Au cours de la «visite d’amitié et de travail» du président tchadien au Cameroun, le mot «frère» est du reste revenu avec emphase dans les toasts de Paul Biya et Idriss Déby, comme pour magnifier les liens historiques, géographiques et culturels qui unissent le Tchad et le Cameroun.

Les deux chefs d’Etats semblaient surtout d’accord sur ce constat fait par le président camerounais : «…Si, au plan institutionnel, les progrès de notre organisation sous-régionale sont satisfaisants, notre intégration, au plan économique, n’avance qu’à pas comptés. Or, si nous voulons faire de notre sous-région un ensemble dynamique et prospère, il paraît évident que nous devons tirer le meilleur parti de la complémentarité de nos économies et surmonter nos égoïsmes nationaux. Par exemple, nous gagnerons tous à ce que notre programme économique régional soit rapidement mis en oeuvre».
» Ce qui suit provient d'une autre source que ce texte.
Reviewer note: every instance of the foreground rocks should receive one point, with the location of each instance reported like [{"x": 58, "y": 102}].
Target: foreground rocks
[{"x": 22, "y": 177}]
On eût alors pensé que cette convergence de vues entre les deux «frères» devait être capitalisée dans le cadre de la 15ème conférence des chefs d’Etat et de gouvernement de la Communauté économique des Etats de l’Afrique centrale(Ceeac) qui s’est tenue à N’Djamena de dimanche à lundi dernier. Ce d’autant plus que les sujets inscrits à l’ordre du jour de cette rencontre tiennent manifestement à coeur le binôme Biya-Déby ; notamment la sécurisation du Golfe de Guinée, la circulation des personnes et des biens dans cette zone qui regroupe dix membres (l'Angola, le Burundi, le Cameroun, la Centrafrique, le Congo, la RD Congo, le Gabon, la Guinée Equatoriale, Sao Tome et Principe et le Tchad) et la création d’une zone de libre échange.

Volonté
Mais pour cette conférence, qui a été reportée à deux reprises pour des raisons de calendrier des chefs d'Etat de la région Afrique centrale, Paul Biya a choisi de se faire «personnellement» représenter à un niveau questionnable pour une conférence qui engage l’avenir et la stabilité d’une zone où il fait office de doyen. Si l’on reconnaît volontiers le charisme du vice-Premier ministre, ministre délégué à la présidence chargé des Relations avec les Assemblées, Amadou Ali (qui représentait le chef de l’Etat), il ne reste pas moins que sur le plan protocolaire de la République, ce baron du régime, en disgrâce supposée ou réelle, n’est pas formellement reconnu dans l’ordre protocolaire de la République contrairement au président de la République, au président de l’Assemblée nationale, au président du Conseil économique et social ou au Premier ministre.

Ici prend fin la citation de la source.